丛真的笑容温润得没有一点瑕疵,“王婆数年前被厉鬼打伤,贫道路过便救下她,为她疗伤,她伤及元气,导致身体疲弱,头脑也不太清晰,所以贫道打断她的话,以免对你们造成困扰。”
丛真话刚说完,就见王婆像个疯子一样跳起来,然后噗通就在丛真身前跪下,嘴里支支吾吾半天,才喊出声:“皇上,臣妾不要住进冷宫!臣妾不要啊!皇上!”
白韵棠看着王婆的疯狂举动,心里的那块小石头落了下来。
秦海感到非常迷惑:“这么多年,我从没见过王婆这个样子啊?”
丛真温柔一笑,问道:“以往有陌生人进村吗?”
“没有。”秦海摇摇头,又抬眸看着他,恍然明白:“王婆不能见陌生人!”
“是的。”丛真微微点头。
“那,大师我们就先离开了,不耽误你为王婆疗养身体。”秦海担忧的看了王婆一眼,礼貌的与丛真道别,转身招呼白韵棠两人离开。
温易真傻傻的看着丛真,眯成了一条线,白韵棠尴尬的对丛真笑了笑,拖着她就朝门外走。
“去哪啊?”温易真缓过神,着急的看着丛真的身影,“别走啊!多聊聊天就是朋友了。

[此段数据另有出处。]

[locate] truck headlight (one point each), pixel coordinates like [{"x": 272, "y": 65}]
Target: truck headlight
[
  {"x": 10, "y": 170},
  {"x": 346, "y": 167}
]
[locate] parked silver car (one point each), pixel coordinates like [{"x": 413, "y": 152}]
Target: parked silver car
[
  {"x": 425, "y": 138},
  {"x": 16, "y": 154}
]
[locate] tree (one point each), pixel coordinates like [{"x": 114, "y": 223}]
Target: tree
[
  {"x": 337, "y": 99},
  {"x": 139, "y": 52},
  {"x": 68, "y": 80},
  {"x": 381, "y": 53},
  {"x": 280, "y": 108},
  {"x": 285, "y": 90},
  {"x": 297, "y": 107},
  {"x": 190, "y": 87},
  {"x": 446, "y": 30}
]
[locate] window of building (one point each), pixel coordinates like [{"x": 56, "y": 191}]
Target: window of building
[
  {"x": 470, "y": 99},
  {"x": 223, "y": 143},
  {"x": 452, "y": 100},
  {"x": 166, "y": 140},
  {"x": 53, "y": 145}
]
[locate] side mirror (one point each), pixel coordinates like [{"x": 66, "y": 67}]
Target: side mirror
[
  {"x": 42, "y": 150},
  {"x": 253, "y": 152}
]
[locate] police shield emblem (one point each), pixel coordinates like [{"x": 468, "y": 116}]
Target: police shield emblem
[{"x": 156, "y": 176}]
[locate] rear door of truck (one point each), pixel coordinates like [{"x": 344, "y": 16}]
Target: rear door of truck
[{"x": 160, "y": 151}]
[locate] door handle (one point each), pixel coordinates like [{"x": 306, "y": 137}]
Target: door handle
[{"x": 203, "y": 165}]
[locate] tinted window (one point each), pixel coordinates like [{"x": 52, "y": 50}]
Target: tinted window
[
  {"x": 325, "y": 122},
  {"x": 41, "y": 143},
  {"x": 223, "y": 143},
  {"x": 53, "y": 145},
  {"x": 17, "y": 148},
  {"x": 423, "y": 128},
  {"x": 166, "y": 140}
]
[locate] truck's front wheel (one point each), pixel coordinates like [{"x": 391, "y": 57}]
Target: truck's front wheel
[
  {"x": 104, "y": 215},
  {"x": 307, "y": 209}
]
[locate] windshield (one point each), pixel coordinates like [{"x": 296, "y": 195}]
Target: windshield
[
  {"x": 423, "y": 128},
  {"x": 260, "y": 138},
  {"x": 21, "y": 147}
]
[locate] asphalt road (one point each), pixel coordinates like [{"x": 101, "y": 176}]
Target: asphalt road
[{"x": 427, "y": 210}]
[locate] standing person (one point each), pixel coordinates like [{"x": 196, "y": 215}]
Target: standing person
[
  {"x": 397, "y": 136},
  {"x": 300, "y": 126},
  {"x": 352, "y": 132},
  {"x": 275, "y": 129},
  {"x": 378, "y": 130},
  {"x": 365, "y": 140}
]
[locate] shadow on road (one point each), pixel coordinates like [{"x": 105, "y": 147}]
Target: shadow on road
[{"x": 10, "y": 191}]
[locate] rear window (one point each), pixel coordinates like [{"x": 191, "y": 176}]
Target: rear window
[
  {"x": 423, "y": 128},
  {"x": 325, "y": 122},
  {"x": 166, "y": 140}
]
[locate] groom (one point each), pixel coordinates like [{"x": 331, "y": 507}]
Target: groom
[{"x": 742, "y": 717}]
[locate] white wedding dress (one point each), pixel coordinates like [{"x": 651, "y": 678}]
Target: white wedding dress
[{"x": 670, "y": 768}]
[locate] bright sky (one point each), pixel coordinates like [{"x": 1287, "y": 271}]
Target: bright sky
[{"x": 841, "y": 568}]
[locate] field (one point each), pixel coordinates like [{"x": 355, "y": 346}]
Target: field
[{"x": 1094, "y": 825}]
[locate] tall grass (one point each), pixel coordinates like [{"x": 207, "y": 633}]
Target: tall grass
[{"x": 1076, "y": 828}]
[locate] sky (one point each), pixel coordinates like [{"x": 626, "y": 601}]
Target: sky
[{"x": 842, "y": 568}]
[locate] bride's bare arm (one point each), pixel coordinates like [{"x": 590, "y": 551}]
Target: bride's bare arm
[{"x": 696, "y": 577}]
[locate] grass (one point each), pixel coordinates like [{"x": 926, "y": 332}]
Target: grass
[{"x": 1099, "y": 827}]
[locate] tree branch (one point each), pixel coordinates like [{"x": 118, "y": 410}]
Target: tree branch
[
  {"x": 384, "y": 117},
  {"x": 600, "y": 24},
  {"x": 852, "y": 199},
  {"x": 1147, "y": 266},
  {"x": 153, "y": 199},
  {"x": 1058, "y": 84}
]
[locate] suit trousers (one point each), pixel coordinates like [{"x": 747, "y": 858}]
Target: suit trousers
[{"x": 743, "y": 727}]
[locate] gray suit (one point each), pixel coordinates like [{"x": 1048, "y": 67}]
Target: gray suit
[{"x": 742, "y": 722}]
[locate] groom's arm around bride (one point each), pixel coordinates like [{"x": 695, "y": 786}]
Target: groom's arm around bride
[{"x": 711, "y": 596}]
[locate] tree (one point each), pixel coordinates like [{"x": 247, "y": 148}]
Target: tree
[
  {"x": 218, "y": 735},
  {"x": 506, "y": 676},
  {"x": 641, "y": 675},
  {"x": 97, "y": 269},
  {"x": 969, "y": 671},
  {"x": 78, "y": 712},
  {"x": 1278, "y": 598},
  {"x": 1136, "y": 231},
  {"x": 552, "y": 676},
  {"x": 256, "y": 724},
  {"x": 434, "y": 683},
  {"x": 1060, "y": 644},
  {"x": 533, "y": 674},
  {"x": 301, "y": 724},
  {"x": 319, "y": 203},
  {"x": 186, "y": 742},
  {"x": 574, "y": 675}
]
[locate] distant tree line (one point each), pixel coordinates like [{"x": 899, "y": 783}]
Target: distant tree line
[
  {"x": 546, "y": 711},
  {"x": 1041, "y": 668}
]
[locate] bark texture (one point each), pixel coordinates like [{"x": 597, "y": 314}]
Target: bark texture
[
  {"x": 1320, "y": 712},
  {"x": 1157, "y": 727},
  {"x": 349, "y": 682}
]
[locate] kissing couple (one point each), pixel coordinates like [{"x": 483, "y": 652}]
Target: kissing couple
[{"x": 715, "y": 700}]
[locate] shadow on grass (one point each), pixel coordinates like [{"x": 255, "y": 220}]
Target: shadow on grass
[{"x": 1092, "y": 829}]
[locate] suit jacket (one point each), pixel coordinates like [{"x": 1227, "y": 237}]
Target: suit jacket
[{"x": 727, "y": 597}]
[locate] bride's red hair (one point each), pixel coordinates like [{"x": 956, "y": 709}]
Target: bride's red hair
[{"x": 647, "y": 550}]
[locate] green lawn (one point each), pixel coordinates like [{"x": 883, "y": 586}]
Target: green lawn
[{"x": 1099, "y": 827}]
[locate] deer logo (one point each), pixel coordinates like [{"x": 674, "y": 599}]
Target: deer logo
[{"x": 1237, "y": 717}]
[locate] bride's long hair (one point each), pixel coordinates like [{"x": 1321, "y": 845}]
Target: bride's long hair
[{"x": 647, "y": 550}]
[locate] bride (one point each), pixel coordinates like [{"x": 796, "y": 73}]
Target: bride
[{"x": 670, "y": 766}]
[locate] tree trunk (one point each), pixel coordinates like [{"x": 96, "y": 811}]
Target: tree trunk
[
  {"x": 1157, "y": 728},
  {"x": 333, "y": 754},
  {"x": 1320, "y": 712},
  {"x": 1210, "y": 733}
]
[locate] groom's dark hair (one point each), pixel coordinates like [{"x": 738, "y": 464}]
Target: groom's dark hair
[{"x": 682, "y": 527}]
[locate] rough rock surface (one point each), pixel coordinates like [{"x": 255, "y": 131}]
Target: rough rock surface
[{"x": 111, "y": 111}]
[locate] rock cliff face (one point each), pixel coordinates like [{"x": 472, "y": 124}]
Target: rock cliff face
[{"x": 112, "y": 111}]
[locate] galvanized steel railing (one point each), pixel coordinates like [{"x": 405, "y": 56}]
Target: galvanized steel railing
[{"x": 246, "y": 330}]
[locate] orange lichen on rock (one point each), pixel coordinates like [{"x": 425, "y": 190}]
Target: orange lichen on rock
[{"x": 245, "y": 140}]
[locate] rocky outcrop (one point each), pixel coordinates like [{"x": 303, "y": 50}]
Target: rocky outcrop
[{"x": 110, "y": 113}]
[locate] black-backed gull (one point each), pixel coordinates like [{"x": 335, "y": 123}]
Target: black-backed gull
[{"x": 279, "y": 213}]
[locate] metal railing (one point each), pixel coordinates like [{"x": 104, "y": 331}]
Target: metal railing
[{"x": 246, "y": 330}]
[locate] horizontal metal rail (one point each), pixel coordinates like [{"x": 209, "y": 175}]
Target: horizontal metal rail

”
白韵棠一脸想扁她的样子,拖着她走出门外,又回身一脸歉意的带上门,才说道:“人家要给王婆疗伤,一时半会又不会走,你急个屁啊!”
温易真想想也是,等他忙完再来,她甩开手,挽着白韵棠的手,神采飞扬的夸赞起从真,“亲爱的,他真的太完美了,完美情人有没有,天啦!完美老公啊!”
白韵棠看她那副没出息的样子,无奈的摇摇头,丫的,她这颗蠢心,跳谁身上不好,非要跳在道士身上,看丛真那副不食烟火的模子,估计一辈子都不会有女人吧。
“你先看他是不是直男再说吧。”白韵棠幽幽地说。
温易真怔了怔,继而娇俏的笑道:“肯定是的。”
“你看你没出息的样!”
丛真目送她们离开,一身青衣如浮澜般飞上桂树,脚下画了个圈笔直的躺下,闭上双眼任由墨发飘然垂动,“行了温依,别演戏了,你累不累啊!”
“怎么不累,诶,我说你怎么突然来了?”王婆气喘吁吁地从地上撑起来,双手插在腰间不停的呼吸。
叶缝中穿过的阳光,洒在他细如美瓷的脸颊上,像是镀了一层金沙,丛真薄唇微微张合:“我若不来,你今日该闯了大祸!”
“我的心思你不明白?”
“我当然知道,只是现在还不是时候。”丛真说着侧过身,一阵爽飒的风吹过,桂花瓣缠绵的飘落,落在雪白的轻纱上,他安闲自得的将手撑在耳畔,看向她:“大人说过,一切自有定数。”
“我倒是可以再等待,你呢,甘心吗?”王婆轻叹了口气,捡起地上的扇子,疲惫的靠在椅子上摇起来。
丛真怔了半会,一对细长的桃花眼,充满了多情,脸上荡漾出令人炫目的笑容:“是命,是天意,岂是我能奈何!”
叩叩叩···
“不好了,王婆,大事不好了!您快出来看看吧!”门外响起重重的敲门声,还有村民们焦急的呼喊声。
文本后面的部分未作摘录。